Sports play a clear role. The official beginning of the end of summer is the completion of the summer swim team season, heralded by the Gator Banquet. Despite another solid month of heat, our family rarely ventures down to the pool after this. Volleyball gears up, with camps, tryouts, practices, and now two-a-week matches scattered about the Triangle. And did I mention grumbling about coaches? Attending NCSU soccer is wonderful at times with the not-too-hot, not-too-cold, not-too-humid conditions that currently prevail. The sound of Millbrook High School football games creeps in on Friday Nights. Joggers seem more common on the streets of the neighborhood.
Some of the changes are more difficult to specifically characterize. There is a different feel to the air, not entirely related to an overall fall in humidity. A few weeks ago on a usual August day of heat and humidity, a wind blew up that was gusty and intense, generating swirling little tornadoes of dry leaves rising and falling above the pavement. It was an undeniable Fall wind. The prevailing sound on our porch has evolved from birdsong to competing Cicadas, perhaps a complaint about having to repeatedly split out of their skin and start over. Nuthatches are more obvious, and Cardinals still call imperially, but I have not heard a Thrush or a Towhee is quite some time. (No Juncos yet- winter is still on hold). I am a bit surprised that the Hummingbirds are still around, and find myself thinking this sighting may be the last until next year.

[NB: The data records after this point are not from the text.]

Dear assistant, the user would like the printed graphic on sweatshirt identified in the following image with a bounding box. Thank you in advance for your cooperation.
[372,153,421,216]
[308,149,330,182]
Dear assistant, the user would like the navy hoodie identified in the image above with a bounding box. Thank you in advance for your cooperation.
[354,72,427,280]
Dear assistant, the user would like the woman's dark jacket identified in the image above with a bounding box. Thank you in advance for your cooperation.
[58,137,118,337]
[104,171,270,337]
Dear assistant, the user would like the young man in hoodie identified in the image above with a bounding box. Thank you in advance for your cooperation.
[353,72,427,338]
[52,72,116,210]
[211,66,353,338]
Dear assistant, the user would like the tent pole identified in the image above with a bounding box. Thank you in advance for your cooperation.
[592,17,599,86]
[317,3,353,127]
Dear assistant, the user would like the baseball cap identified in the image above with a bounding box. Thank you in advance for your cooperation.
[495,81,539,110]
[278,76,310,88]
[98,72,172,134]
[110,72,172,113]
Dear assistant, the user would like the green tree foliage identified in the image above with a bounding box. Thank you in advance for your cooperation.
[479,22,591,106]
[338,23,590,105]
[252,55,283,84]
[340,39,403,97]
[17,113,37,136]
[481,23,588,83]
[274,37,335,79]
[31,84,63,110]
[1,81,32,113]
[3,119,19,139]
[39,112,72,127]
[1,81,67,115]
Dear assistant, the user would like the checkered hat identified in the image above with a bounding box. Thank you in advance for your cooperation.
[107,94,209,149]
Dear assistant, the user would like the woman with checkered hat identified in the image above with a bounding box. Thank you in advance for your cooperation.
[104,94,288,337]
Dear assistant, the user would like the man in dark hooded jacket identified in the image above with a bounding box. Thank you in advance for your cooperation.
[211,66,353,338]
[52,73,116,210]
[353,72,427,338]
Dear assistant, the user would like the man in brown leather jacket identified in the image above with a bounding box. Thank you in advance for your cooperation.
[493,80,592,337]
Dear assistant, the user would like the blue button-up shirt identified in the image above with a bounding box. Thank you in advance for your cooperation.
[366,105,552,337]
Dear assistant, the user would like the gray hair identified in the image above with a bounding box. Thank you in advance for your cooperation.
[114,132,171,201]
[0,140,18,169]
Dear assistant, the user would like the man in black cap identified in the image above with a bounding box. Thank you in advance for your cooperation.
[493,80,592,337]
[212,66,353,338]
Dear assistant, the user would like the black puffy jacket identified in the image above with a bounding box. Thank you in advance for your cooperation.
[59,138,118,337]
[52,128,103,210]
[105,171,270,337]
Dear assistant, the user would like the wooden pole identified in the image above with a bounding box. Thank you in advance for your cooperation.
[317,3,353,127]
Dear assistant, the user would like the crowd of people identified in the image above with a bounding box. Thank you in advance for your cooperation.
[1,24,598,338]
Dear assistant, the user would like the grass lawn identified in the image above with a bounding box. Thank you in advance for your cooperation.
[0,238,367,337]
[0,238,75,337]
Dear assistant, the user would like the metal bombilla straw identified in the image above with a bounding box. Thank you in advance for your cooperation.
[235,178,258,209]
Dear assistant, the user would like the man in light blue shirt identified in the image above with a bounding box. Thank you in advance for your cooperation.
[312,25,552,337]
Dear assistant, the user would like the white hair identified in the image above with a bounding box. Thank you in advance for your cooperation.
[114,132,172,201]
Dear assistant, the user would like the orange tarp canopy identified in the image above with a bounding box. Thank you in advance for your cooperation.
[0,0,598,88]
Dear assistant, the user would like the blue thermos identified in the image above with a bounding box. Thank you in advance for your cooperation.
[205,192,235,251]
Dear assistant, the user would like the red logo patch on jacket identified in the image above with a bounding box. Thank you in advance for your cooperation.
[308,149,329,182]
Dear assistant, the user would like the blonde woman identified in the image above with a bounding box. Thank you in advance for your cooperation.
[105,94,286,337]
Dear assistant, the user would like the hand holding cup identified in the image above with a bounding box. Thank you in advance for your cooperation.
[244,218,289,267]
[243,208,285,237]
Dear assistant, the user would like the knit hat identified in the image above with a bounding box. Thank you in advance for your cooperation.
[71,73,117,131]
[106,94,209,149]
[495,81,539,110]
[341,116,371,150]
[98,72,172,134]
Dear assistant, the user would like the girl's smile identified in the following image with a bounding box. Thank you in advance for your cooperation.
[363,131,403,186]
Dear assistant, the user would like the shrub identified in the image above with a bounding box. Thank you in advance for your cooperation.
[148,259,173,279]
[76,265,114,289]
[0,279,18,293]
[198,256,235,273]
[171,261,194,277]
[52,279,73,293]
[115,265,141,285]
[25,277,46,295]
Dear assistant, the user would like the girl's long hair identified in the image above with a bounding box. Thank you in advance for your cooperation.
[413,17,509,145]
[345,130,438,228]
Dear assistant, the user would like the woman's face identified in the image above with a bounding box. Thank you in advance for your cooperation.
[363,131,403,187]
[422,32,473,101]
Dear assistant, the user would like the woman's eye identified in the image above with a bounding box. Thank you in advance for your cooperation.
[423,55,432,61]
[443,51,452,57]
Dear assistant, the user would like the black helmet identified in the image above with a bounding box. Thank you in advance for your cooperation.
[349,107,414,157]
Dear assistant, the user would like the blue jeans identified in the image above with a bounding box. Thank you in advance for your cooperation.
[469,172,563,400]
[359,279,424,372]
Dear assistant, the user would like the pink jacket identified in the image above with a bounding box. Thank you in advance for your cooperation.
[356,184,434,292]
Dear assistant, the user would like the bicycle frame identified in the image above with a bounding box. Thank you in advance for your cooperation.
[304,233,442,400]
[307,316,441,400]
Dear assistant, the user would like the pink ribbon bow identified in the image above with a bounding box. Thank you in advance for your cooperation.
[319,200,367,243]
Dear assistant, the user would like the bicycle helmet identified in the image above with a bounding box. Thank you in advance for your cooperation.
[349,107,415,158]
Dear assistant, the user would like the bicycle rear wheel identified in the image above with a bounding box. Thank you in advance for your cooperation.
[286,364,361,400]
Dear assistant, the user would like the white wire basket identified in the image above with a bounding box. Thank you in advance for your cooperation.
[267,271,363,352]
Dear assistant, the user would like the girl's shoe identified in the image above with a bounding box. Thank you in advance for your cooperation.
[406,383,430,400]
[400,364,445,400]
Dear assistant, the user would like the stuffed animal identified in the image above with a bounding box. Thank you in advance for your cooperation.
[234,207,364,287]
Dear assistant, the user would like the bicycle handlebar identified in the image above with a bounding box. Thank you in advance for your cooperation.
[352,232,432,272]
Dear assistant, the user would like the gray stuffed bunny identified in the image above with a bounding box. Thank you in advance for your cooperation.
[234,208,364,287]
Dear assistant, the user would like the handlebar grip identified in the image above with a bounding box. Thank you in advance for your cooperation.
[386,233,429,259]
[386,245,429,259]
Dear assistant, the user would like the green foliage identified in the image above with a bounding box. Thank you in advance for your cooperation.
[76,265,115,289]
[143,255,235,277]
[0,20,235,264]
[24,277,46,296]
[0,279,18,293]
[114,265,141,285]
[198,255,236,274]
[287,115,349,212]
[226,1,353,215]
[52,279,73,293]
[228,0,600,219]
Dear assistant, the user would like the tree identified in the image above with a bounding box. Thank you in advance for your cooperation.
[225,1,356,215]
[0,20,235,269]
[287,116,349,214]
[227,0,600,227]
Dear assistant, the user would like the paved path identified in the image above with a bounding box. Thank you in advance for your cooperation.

Surfers are excited about the return of Hurricane Season. (Nothing like a storm, preferably offshore and destined for somewhere else, to generate rideable excitement.) The Sun is lower in the sky, obvious as the rays of early morning and late afternoon shine directly into your eyes as you drive. It is not yet cold enough to force the top closed on the convertable, so each day remembering to put a baseball cap in the car is added to the mental to do list, then forgotten before arriving in the driveway.
Sounds seem to carry further, even though the trees still wear their uniforms of leaves. Distant crows caw importantly. The canine chorus from the nearby Dog Park perks the ears of our 2 member Home Yard Security team. Traffic on neighborhood streets announces itself with a gathering rush of air. Not-so-near neighbors with blowers wage unwinnable contests with falling leaves attempting to sully the uniform green of their lawns. I watch and listen for the undulating V’s of Canada Geese, calling to one another with shared stories of misbehaving goslings and summer feasts.
The color of the sky changes, becoming a clear, often cloud-free blue that is somehow more crystalline; polished and shining with an intensity that is lacking in the earlier days of summer. Tens of thousands of feet away, aircraft appear with an immediacy that invites the attempt to identify the airline and perhaps wave to the grandmother looking out of the second window after the wing.
Chrysanthemums magically appear before every grocery store, waiting for transport home. Necessary items to celebrate Halloween (nearly 2 months away) and especially Christmas (4 months) appear in department stores. The aromas of Cider and Hot Chocolate cannot be far away.
It is a charmed time, but a brief one. At least in Raleigh, the end of Fall occurs abruptly. Year after year, the first really cold day of the year blows in during the week of the North Carolina State Fair, often accompanied by a wet foretaste of dreary winter rains. This emphatic punctuation mark occurs this year from Oct 15-25 . You can write that on your calendars- in ink!